As informações foram confirmadas por integrantes da Funai que atuam na região. A balsa foi classificada como "incógnita" por um dos agentes que preferiu não ser identificado por receio de retaliações. O servidor também disse que a base fluvial não possui uma das principais documentações para navegar, que é a licença da capitania. Além disso, há reclamações dos agentes de que o local é insalubre para o trabalho por ser muito quente ficar dentro da embarcação.

Articulação

O Ministério da Justiça e Segurança Pública (MJSP) afirmou, em nota, que reforça a segurança do Vale do Javari com o emprego da Força Nacional de Segurança Pública (FNSP). A atuação do grupo na região foi prorrogada até o dia 18 deste mês e a atribuição de demandar e direcionar as ações é da Funai. "Desde o trágico episódio (do assassinato do Bruno e do Dom), a FNSP tem buscado alavancar seus esforços na região, notadamente com a intensificação de patrulhamento fluvial, juntamente com funcionários da Funai. Atualmente, as atividades consistem em emprego de efetivo nas bases da Funai em Ituí/Itacoaí, Quixito, Jandiatuba e Curuçá." Servidores do órgão indigenista alegaram, contudo, que não conseguem executar o trabalho.

Povos originários têm feito uma articulação para que o Ministério dos Povos Indígenas (MPI) aumente a consistência do trabalho das forças de segurança no Javari, principalmente nos locais de atuação dos agentes. A intenção é que a balsa circule até Quixito para monitorar e atuar dentro da Terra Indígena (TI), e que a PF atue junto com os servidores da Funai nas Bases de Proteção Etnoambiental (Bapes), sobretudo na de Curuçá. "Existem cinco bases para reforçar o trabalho. Cada um dos órgãos de segurança poderia enviar equipes de 10 pessoas para os locais", sugeriu o coordenador da Univaja, Bushe Matis.

O MPI, que informa ser uma pasta com papel de articulação junto aos demais órgãos que comandam as forças de segurança, alegou que "tem feito tratativas para aumentar recursos" e fortalecer as estruturas físicas da Funai. Há também o plano de um grupo de trabalho (GT) específico para a questão da segurança no local. "O Ministério dos Povos Indígenas está articulando, no âmbito do Comitê Interministerial de Coordenação, Planejamento e Acompanhamento das Ações de Desintrusão de Terras Indígenas, um GT específico para lidar com a questão de segurança no Vale do Javari", comentou, em nota.

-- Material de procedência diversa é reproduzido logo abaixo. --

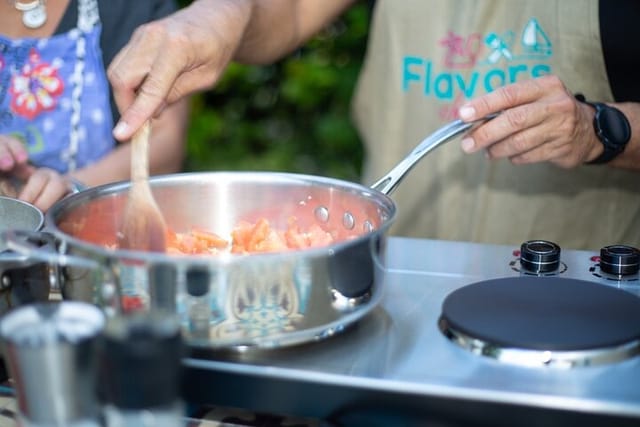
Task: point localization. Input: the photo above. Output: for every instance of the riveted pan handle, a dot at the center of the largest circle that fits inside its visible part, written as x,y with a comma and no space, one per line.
446,133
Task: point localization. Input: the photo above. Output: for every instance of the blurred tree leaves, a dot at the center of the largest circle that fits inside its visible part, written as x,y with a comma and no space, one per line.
291,116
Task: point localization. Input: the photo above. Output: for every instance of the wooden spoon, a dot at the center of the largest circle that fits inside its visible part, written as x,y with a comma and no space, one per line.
143,227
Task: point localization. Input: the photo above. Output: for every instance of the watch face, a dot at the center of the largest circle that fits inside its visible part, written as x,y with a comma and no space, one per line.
613,127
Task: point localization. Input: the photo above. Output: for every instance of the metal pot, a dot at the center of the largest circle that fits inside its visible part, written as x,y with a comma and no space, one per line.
22,279
231,301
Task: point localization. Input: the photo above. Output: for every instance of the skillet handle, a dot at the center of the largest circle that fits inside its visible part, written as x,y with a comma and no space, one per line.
446,133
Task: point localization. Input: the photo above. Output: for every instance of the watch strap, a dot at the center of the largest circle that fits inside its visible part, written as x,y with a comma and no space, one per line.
614,137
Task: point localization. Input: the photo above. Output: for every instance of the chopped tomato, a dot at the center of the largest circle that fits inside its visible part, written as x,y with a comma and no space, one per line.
247,238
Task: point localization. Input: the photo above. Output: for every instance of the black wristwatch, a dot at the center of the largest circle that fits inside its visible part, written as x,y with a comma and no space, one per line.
612,129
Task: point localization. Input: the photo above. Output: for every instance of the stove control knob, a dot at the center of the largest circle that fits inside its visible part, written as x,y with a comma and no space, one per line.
539,256
619,260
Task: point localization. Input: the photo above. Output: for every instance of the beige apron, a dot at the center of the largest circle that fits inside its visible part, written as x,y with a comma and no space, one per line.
425,58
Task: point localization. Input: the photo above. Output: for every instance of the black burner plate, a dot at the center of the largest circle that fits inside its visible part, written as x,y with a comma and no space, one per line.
544,313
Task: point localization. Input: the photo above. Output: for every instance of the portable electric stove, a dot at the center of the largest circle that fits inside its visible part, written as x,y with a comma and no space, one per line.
466,334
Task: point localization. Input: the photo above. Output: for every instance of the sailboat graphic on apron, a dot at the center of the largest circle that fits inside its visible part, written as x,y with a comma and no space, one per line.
534,41
534,44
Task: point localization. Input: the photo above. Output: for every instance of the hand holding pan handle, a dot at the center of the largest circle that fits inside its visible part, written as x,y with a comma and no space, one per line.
390,181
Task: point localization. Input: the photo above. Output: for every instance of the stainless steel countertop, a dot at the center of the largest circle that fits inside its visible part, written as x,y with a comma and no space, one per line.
397,351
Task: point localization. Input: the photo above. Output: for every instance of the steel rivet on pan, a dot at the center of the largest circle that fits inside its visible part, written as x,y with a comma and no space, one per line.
367,226
348,221
322,214
5,283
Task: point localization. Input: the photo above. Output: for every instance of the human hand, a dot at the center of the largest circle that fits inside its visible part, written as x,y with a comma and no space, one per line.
13,156
44,187
539,120
41,187
170,58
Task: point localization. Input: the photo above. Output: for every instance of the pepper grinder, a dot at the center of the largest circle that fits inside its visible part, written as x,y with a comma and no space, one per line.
141,371
51,352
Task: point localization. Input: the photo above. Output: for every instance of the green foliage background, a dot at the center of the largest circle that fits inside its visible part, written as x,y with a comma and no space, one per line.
292,116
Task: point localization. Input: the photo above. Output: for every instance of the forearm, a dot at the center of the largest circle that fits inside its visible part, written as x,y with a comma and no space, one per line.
167,150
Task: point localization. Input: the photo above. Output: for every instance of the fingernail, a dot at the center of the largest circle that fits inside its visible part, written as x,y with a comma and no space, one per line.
467,144
6,162
466,112
121,129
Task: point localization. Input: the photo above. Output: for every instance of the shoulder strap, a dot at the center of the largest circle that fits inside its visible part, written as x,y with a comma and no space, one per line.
88,14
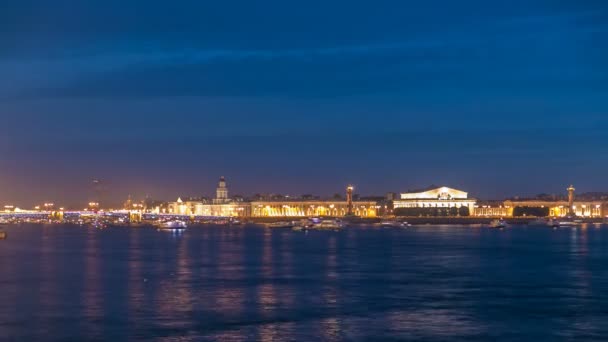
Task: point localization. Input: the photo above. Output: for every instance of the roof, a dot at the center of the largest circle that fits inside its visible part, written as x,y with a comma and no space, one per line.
443,192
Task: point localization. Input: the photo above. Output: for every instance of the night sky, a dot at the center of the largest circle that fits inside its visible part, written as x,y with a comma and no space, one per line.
160,98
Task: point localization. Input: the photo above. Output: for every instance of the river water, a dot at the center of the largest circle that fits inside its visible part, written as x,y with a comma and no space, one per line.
429,283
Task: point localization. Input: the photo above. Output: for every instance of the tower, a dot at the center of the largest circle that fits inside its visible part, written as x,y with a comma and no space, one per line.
221,193
98,192
349,199
571,190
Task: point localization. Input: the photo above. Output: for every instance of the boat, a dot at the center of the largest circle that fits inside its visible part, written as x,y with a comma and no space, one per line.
173,225
393,224
329,224
539,222
564,223
281,224
498,224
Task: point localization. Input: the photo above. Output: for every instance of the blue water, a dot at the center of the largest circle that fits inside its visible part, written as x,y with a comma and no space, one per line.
234,284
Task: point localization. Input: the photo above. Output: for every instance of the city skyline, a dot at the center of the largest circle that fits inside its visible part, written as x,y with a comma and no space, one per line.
500,99
99,191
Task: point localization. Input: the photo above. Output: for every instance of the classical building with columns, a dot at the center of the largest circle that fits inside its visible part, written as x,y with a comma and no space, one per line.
306,208
442,198
221,206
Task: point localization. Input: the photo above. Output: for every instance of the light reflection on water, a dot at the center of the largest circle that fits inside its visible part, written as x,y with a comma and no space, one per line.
258,284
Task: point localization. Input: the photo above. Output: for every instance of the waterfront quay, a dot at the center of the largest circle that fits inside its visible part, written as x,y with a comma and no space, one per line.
431,205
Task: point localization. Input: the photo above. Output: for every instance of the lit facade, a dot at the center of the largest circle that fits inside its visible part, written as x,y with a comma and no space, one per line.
221,206
562,208
312,208
442,197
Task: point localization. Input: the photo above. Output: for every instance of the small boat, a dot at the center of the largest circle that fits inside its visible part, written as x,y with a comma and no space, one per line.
564,223
173,225
393,224
539,222
329,224
498,224
281,224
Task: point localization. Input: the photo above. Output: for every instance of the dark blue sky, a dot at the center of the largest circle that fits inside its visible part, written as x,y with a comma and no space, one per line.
161,98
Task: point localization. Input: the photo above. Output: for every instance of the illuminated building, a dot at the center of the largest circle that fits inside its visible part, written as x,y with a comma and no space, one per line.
571,200
221,206
452,201
593,208
309,208
312,207
492,209
560,208
221,193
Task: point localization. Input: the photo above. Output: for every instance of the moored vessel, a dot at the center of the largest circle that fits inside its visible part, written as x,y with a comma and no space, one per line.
281,224
498,224
329,224
173,225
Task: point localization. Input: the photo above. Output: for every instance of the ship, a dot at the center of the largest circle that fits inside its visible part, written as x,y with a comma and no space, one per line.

Em paralelo, mesmo sem reconhecimento dos órgãos competentes, a Univaja mantém o trabalho de monitoramento e fiscalização da TI, onde encontram-se 64 aldeias de 26 povos e cerca de 6,3 mil pessoas. A principal atividade é feita com as equipes de vigilância do território que atuam no chamado avivamento, ou seja, na identificação, abertura de picadas e limpeza dos caminhos, no intuito de deixar claro onde estão os limites da terra indígena. Também há o treinamento dos indígenas para manusear tecnologias, como gps, drone e aplicativos, para realizar a fiscalização e monitoramento do local demarcado pela União.